A Brief Biography of Alan Agnew Wood
Alan Agnew Wood was born on 29th July 1907, in Tunbridge Wells, Kent. He suffered from asthma as a boy and missed many days of schooling. His mother, Emily (nee Agnew), had been a school teacher, and headmistress. His father, Charles, had a monumental mason’s business in Forest Road, trading as Wood and Wallace. Alan attended the Skinners School, Tunbridge Wells from 1919-1925, where he became head boy. He went on to obtain an English degree from Kings College, London, in June 1928. He later obtained his MA in 1932, with a distinction in English. He was employed as a teacher in Skinners School for a year from 1928-1929, and then for five years in Carres Grammar School, Sleaford, from 1929-1934. He was appointed to the post of Head of English at the Humphrey Davy Grammar School, Penzance, in 1934. He took up residence in Redhouse, which was part of the Trevelloe Estate near Lamorna, which he shared with Dennis McCarthy, the Art master at the Humphrey Davy School. He obtained a Diploma in Education from Oxford University in 1937.

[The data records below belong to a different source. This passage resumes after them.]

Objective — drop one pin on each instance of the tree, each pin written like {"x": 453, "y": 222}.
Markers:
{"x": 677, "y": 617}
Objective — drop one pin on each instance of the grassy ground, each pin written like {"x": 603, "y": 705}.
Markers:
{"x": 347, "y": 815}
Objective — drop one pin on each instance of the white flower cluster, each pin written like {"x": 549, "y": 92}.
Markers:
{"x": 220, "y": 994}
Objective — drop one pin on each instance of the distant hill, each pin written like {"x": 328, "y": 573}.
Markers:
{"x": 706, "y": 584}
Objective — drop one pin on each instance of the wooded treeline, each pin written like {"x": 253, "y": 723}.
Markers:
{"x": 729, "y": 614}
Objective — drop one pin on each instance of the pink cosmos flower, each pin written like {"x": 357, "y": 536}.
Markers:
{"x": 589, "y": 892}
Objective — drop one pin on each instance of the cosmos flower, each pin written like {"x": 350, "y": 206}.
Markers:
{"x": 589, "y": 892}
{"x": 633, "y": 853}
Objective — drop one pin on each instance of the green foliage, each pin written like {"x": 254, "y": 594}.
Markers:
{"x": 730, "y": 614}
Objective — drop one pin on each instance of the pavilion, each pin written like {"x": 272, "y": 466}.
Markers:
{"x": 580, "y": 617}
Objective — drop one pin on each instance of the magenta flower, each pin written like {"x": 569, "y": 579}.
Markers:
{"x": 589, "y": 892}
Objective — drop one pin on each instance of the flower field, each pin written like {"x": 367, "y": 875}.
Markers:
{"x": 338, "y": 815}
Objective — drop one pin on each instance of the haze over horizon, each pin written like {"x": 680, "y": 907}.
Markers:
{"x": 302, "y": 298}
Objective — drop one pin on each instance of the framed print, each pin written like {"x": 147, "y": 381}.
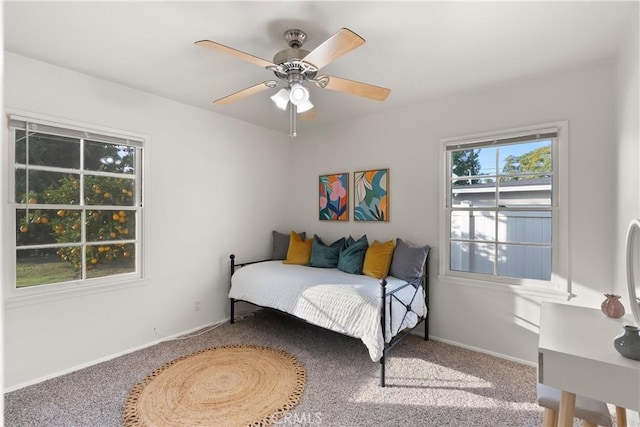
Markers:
{"x": 371, "y": 195}
{"x": 333, "y": 198}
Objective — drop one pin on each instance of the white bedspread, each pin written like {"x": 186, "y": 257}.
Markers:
{"x": 330, "y": 298}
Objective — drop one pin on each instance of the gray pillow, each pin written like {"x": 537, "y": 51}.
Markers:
{"x": 281, "y": 244}
{"x": 408, "y": 261}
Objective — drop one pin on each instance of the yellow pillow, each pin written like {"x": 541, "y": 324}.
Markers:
{"x": 299, "y": 251}
{"x": 377, "y": 260}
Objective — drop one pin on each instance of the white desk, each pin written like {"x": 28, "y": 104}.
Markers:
{"x": 576, "y": 355}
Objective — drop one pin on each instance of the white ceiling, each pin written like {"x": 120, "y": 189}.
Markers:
{"x": 419, "y": 50}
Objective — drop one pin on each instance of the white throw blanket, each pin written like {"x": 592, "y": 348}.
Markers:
{"x": 330, "y": 298}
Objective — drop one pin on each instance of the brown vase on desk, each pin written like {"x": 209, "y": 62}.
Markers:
{"x": 612, "y": 306}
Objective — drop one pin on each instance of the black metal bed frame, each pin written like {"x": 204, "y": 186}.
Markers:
{"x": 397, "y": 337}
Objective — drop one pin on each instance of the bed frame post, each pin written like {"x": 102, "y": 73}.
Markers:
{"x": 231, "y": 300}
{"x": 383, "y": 315}
{"x": 425, "y": 286}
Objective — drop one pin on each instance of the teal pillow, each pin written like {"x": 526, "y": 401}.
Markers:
{"x": 325, "y": 256}
{"x": 352, "y": 255}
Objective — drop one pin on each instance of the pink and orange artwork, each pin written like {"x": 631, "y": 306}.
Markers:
{"x": 334, "y": 197}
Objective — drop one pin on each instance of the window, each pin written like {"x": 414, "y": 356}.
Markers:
{"x": 76, "y": 198}
{"x": 502, "y": 207}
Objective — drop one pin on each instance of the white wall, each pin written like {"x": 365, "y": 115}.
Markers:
{"x": 407, "y": 142}
{"x": 628, "y": 150}
{"x": 207, "y": 198}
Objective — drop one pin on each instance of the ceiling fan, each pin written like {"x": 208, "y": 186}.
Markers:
{"x": 295, "y": 66}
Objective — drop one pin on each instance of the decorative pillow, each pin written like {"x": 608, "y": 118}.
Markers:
{"x": 281, "y": 244}
{"x": 299, "y": 250}
{"x": 378, "y": 259}
{"x": 408, "y": 261}
{"x": 325, "y": 256}
{"x": 352, "y": 255}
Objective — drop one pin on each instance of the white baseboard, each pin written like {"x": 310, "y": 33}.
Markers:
{"x": 482, "y": 350}
{"x": 110, "y": 357}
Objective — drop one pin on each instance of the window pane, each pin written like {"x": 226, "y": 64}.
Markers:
{"x": 526, "y": 262}
{"x": 44, "y": 266}
{"x": 102, "y": 190}
{"x": 48, "y": 150}
{"x": 48, "y": 187}
{"x": 473, "y": 162}
{"x": 99, "y": 156}
{"x": 472, "y": 257}
{"x": 47, "y": 226}
{"x": 525, "y": 227}
{"x": 473, "y": 192}
{"x": 526, "y": 157}
{"x": 525, "y": 190}
{"x": 108, "y": 260}
{"x": 473, "y": 225}
{"x": 110, "y": 225}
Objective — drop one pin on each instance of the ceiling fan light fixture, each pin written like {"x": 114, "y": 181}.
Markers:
{"x": 281, "y": 99}
{"x": 304, "y": 106}
{"x": 298, "y": 94}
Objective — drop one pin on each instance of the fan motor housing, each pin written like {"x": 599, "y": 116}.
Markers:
{"x": 291, "y": 60}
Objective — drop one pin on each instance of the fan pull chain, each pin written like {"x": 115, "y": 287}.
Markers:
{"x": 292, "y": 120}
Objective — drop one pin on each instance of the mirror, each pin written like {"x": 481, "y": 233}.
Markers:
{"x": 633, "y": 255}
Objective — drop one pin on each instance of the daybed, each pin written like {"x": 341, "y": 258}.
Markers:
{"x": 343, "y": 298}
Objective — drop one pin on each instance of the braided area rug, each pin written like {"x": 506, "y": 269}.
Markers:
{"x": 231, "y": 385}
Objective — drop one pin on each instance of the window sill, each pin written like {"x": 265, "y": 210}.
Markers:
{"x": 44, "y": 297}
{"x": 528, "y": 290}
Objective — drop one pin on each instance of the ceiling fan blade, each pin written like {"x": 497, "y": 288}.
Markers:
{"x": 354, "y": 88}
{"x": 341, "y": 43}
{"x": 234, "y": 52}
{"x": 246, "y": 92}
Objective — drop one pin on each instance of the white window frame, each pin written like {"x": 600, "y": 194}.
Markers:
{"x": 560, "y": 284}
{"x": 14, "y": 296}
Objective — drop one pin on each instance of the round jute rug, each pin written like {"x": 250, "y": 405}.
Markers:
{"x": 232, "y": 385}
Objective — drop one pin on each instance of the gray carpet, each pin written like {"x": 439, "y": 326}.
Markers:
{"x": 428, "y": 383}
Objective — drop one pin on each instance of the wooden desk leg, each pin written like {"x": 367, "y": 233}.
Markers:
{"x": 621, "y": 416}
{"x": 567, "y": 407}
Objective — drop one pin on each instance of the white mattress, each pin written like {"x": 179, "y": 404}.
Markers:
{"x": 330, "y": 298}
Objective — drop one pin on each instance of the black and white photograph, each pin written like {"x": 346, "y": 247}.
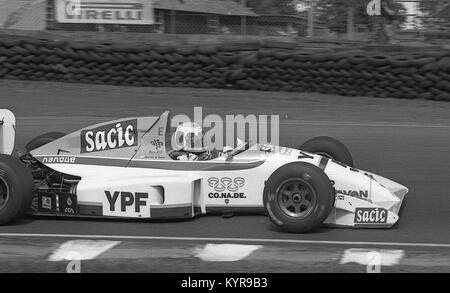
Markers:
{"x": 224, "y": 144}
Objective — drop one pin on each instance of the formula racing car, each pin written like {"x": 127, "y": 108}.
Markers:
{"x": 127, "y": 169}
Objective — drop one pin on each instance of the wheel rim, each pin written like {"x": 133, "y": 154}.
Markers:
{"x": 4, "y": 193}
{"x": 296, "y": 198}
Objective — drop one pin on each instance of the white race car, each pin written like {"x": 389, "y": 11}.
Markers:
{"x": 123, "y": 169}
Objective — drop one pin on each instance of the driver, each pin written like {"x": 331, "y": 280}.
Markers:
{"x": 189, "y": 138}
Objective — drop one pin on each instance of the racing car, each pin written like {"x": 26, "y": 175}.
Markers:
{"x": 124, "y": 169}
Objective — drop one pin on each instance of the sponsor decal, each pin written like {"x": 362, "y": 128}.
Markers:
{"x": 226, "y": 183}
{"x": 127, "y": 199}
{"x": 68, "y": 203}
{"x": 267, "y": 148}
{"x": 157, "y": 143}
{"x": 58, "y": 160}
{"x": 370, "y": 216}
{"x": 226, "y": 188}
{"x": 111, "y": 136}
{"x": 46, "y": 202}
{"x": 362, "y": 194}
{"x": 105, "y": 11}
{"x": 340, "y": 197}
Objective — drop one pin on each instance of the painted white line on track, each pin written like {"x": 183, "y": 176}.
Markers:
{"x": 225, "y": 252}
{"x": 364, "y": 256}
{"x": 81, "y": 249}
{"x": 254, "y": 240}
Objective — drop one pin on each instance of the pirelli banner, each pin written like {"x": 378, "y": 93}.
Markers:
{"x": 105, "y": 11}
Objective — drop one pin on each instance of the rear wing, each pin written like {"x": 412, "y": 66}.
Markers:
{"x": 7, "y": 131}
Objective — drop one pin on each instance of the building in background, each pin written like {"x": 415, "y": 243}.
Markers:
{"x": 169, "y": 16}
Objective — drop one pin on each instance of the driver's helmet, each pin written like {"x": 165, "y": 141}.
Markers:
{"x": 189, "y": 136}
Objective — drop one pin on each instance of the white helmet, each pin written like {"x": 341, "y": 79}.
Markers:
{"x": 189, "y": 137}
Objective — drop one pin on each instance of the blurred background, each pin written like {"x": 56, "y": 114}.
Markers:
{"x": 381, "y": 21}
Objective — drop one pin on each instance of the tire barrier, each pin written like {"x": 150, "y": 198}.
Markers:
{"x": 269, "y": 66}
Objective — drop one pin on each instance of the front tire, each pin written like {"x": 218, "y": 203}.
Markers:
{"x": 16, "y": 189}
{"x": 328, "y": 147}
{"x": 298, "y": 197}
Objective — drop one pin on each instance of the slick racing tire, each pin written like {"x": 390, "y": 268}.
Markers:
{"x": 43, "y": 140}
{"x": 16, "y": 189}
{"x": 328, "y": 147}
{"x": 298, "y": 197}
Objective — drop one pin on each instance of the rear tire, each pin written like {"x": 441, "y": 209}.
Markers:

In 1940 he married Eileen Nelson in Bath, after a whirlwind romance of only three weeks. Eileen was a good pianist, who read music very well and had a sensitive touch, while Alan played the violin and viola. With Mac (Dennis McCarthy) now in the Royal Navy, Alan and Eileen started their married life at Redhouse. Their son Peter was born in 1941, and their daughter Julia was born in 1944. Alan continued his work at the Penzance Grammar School until 1950, taking a special interest in cricket, the school orchestra and producing the school plays. In 1950 he moved with his family to Stratford-on-Avon, where he took up the post of head of English at the KES Grammar School for Boys. At first the family rented a thatched cottage, known as “The Cottage” in Ettington, later buying a newly built house at 19 Avon Crescent, Stratford, in 1952.
Alan was a great admirer of Shakespeare’s plays and took great pleasure in producing them in the room at KES where most of the furniture seemed to have WS cut into it somewhere! He had an excellent memory for the lines of the plays, and on occasions at the Royal Shakespeare Theatre could be heard prompting from the audience, when an actor forgot their lines. He retired in 1967 and returned to live in Cornwall, buying a cottage on a couple of acres “Chywidden” at Trescowe Common near Germoe. He lived there with Eileen until his death in 1981, working in the large vegetable garden, reading, writing, and enjoying music. During his retirement he spent many happy hours in the company of Horace and Rose Tempest, playing music with them. In 1977 he composed some musical trios for violin, cello and piano, which were probably intended for performance with Horace and Rose. Alan’s last major effort was was the project he called “Poetry Monthly”. He selected the poems for Poetry Monthly and read them all on to cassette tapes, together with comments. He offered Poetry Monthly to the BBC for radio in 1980, but the idea did not meet with any enthusiasm.
Alan died on 14th May 1981, after a short illness.